Шельга называет эту модель Гарина «фашистским утопизмом». Но Гарин настроен вполне серьезно. Он утверждает, что западный капитал, который в эпоху Толстого кажется дышащим на ладан, а теперь, в постсоветскую эпоху, не может не рассматриваться иначе, подготавливает господство его посткапиталистической модели, что западные капиталисты (цитирую) «вслепую делают то, что я развиваю в законченную и четкую программу. Но делают это варварски, громоздко и медленно».
Теперь всем понятно, что имеет место именно эта громоздкая варварская медлительность. И что мир в гораздо большей степени, нежели в 1920-е годы, предрасположен сейчас к нацизму в его гаринском варианте. Но Толстой не воспевает эту версию. Он ее ненавидит и презирает и именно потому протягивает руку коммунистам, которым вовсе не симпатизирует.
Что же касается мироустройства, предлагаемого Гариным, то Толстой, с одной стороны, описывает крах этого устройства с идеологической советской предвзятостью, согласно которой коммунист Шельга поднимает восстание в среде трудовиков, которым еще не сделали укол в голову и которых заставляют работать на реализацию проекта Гарина.
А с другой стороны — Толстой не хочет все сводить к коммунистической заданности, которая в 1920 годы казалась вполне убедительной. Но Толстой и тогда не хотел все к ней сводить, и поэтому он показывает, что внутри гаринского нацизма, гнездится все та же ненавистная для Толстого исчерпанность.
Дело не в том, побеждает ли Шельга, сообщает Толстой читателю. А в том, что Гарин и его пассия Зоя — бесплодны. Что они сойдут с ума от своей смертности, даже если их не сметут коммунисты. И что они настолько бесплодны, то есть подвержены исчерпанности, что их даже бессмертие не спасет.

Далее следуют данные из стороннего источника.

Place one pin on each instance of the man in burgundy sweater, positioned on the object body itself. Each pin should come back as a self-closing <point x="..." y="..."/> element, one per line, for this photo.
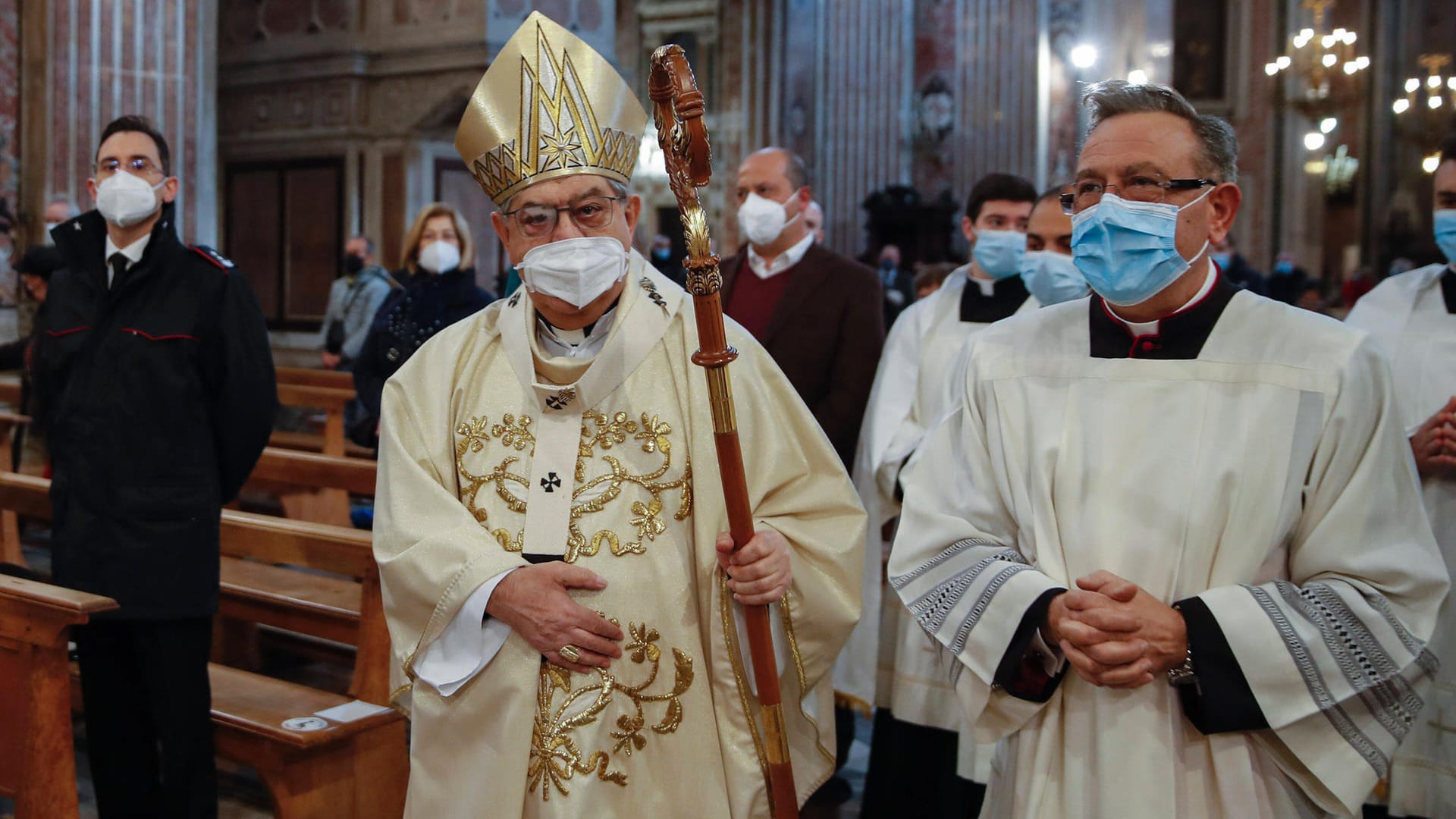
<point x="817" y="312"/>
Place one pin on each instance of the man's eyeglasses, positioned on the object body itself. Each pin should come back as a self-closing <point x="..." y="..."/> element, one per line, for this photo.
<point x="593" y="213"/>
<point x="1139" y="188"/>
<point x="139" y="165"/>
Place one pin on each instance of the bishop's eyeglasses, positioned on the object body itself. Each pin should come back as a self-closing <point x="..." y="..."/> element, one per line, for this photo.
<point x="1138" y="188"/>
<point x="592" y="213"/>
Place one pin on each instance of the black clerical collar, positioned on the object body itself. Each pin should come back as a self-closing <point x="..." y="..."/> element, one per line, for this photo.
<point x="585" y="331"/>
<point x="1180" y="335"/>
<point x="1006" y="297"/>
<point x="1449" y="289"/>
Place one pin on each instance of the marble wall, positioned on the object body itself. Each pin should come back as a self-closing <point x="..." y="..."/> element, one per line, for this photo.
<point x="150" y="57"/>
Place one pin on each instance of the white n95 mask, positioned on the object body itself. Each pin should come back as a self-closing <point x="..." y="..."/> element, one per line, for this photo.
<point x="762" y="221"/>
<point x="577" y="271"/>
<point x="438" y="257"/>
<point x="126" y="199"/>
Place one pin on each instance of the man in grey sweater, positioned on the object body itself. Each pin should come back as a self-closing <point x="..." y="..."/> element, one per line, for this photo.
<point x="353" y="302"/>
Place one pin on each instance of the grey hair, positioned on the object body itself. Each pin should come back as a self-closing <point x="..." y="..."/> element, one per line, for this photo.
<point x="1220" y="146"/>
<point x="618" y="190"/>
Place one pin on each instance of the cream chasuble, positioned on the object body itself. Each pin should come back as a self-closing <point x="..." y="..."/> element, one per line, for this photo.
<point x="908" y="398"/>
<point x="1408" y="316"/>
<point x="490" y="450"/>
<point x="1263" y="483"/>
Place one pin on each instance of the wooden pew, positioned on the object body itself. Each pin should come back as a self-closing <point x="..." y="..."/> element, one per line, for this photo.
<point x="315" y="376"/>
<point x="327" y="398"/>
<point x="11" y="391"/>
<point x="36" y="760"/>
<point x="343" y="770"/>
<point x="310" y="485"/>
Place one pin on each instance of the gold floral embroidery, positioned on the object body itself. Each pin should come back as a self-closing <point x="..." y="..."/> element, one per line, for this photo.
<point x="555" y="758"/>
<point x="599" y="431"/>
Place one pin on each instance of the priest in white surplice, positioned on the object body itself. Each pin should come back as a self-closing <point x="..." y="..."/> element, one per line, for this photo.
<point x="1413" y="316"/>
<point x="916" y="727"/>
<point x="563" y="610"/>
<point x="1197" y="502"/>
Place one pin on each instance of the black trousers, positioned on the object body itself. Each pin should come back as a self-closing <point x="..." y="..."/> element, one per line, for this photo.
<point x="149" y="727"/>
<point x="912" y="773"/>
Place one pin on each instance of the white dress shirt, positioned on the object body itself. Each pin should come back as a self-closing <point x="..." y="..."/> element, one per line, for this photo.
<point x="781" y="262"/>
<point x="131" y="251"/>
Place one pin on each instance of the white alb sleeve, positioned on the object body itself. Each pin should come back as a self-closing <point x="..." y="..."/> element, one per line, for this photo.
<point x="466" y="645"/>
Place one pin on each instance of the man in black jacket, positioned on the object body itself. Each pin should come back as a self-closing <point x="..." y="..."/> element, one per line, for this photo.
<point x="162" y="391"/>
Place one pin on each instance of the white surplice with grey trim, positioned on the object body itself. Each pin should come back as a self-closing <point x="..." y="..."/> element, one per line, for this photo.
<point x="1269" y="477"/>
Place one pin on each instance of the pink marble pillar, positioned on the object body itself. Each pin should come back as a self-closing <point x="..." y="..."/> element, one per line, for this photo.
<point x="149" y="57"/>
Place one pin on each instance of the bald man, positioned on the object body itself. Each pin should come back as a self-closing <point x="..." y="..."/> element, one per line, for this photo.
<point x="819" y="315"/>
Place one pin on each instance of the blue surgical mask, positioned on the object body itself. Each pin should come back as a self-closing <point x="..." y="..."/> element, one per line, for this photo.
<point x="1052" y="278"/>
<point x="1128" y="251"/>
<point x="1445" y="222"/>
<point x="998" y="253"/>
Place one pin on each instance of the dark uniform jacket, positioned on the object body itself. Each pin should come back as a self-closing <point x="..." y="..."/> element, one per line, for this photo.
<point x="826" y="333"/>
<point x="410" y="316"/>
<point x="164" y="397"/>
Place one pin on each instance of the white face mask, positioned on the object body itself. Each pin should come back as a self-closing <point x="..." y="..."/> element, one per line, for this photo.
<point x="438" y="257"/>
<point x="126" y="199"/>
<point x="764" y="221"/>
<point x="577" y="271"/>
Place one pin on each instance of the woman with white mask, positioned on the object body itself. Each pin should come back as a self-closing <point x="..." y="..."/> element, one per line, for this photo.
<point x="438" y="289"/>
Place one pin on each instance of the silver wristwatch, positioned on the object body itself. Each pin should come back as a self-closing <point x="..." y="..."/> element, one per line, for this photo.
<point x="1183" y="673"/>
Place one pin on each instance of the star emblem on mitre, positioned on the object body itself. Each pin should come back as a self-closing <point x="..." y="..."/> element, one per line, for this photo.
<point x="548" y="107"/>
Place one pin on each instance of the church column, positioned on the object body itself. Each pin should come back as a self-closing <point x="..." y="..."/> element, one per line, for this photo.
<point x="150" y="57"/>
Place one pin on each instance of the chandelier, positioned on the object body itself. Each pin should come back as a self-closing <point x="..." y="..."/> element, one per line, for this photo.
<point x="1427" y="111"/>
<point x="1323" y="69"/>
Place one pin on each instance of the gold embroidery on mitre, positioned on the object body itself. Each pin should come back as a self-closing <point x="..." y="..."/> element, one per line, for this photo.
<point x="555" y="758"/>
<point x="548" y="107"/>
<point x="650" y="507"/>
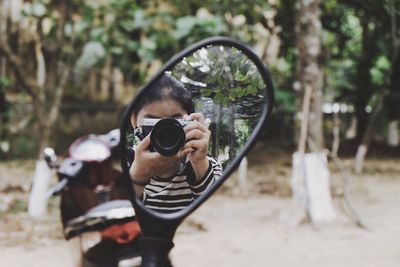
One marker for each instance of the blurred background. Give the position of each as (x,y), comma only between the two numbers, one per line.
(68,68)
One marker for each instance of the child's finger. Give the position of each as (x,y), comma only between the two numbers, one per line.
(195,125)
(197,117)
(144,144)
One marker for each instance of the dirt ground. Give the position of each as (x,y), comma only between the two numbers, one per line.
(236,227)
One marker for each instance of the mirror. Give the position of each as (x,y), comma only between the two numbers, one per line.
(188,128)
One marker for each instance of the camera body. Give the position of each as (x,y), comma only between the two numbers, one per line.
(167,135)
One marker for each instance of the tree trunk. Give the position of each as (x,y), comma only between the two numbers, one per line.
(393,138)
(310,179)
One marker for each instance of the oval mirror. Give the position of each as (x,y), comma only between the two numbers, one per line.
(189,126)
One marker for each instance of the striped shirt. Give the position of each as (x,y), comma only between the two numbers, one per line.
(179,191)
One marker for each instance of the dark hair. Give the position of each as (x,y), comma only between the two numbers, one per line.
(165,88)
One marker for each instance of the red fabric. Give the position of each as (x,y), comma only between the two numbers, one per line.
(122,233)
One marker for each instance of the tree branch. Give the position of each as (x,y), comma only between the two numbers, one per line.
(16,65)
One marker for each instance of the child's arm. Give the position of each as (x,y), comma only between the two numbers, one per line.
(196,147)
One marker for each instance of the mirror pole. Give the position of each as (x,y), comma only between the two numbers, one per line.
(155,251)
(156,239)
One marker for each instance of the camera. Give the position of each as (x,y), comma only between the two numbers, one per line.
(167,135)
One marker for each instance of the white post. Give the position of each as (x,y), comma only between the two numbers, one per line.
(242,178)
(37,205)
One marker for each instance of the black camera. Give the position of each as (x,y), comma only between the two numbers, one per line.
(167,135)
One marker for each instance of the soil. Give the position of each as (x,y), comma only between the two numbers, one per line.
(238,226)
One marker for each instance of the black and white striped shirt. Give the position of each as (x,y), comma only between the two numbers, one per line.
(179,191)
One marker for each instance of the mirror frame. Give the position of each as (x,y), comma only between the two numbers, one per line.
(219,40)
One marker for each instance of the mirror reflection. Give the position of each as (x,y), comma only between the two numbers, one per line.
(188,126)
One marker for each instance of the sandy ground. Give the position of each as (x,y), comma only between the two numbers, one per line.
(242,228)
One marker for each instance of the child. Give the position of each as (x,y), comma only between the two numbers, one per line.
(156,178)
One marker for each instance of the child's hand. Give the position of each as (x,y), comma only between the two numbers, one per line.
(196,147)
(148,164)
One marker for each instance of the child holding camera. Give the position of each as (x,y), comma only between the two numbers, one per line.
(159,179)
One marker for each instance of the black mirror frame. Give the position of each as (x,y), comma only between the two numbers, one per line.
(176,217)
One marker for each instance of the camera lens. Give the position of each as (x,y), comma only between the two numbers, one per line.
(167,137)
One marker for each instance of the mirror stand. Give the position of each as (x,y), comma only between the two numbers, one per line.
(156,240)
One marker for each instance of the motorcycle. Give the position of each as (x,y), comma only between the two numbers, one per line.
(98,219)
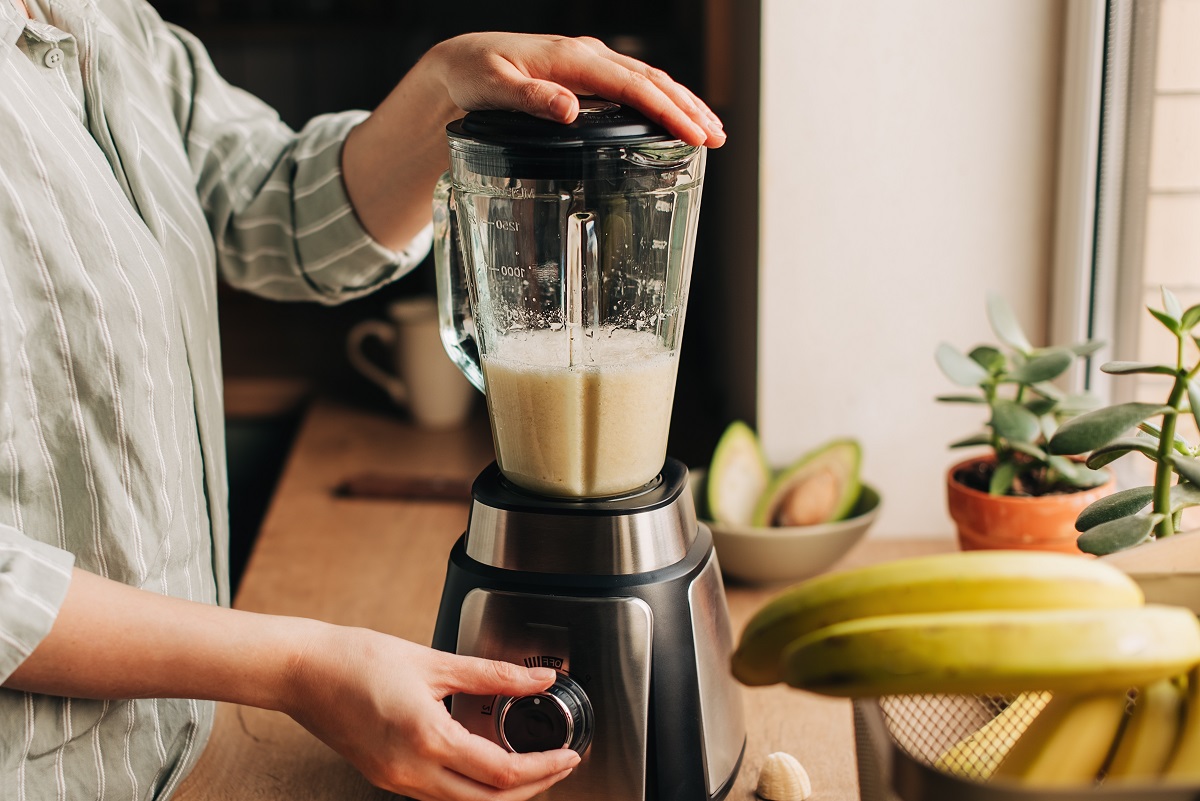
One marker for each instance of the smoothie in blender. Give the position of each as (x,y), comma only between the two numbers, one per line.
(594,429)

Так в чем же тогда для Толстого настоящее лекарство от исчерпанности, которое, как свидетельствуют приведенные мною доказательства, отнюдь не сводится к ницшеанству во всех его жизневолевых вариантах? Но и к классическому коммунизму марксистского образца тоже не сводится. Потому что совершенно очевидно, что никакая ликвидация обычной социальной несправедливости не гарантирует отсутствие исчерпанности, порожденной сложным отношением между человеком и жизнью.
А ведь эти отношения есть. И они воистину имеют крайне сложный характер. Ну так что же может преодолевать эту почти фатальную сложность? Каков не наш химерический ответ на этот вопрос, а тот ответ, который несла в себе русская культура, породившая тот русский, единственно оригинальный и дееспособный советский коммунизм, чей крах вплотную приблизил нас ко всему сразу — и к исчерпанию а-ля «Аэлита», и к хаосу анархизма а-ля Леон Черный, и к гаринским нацистским вариантам уничтожения гуманизма?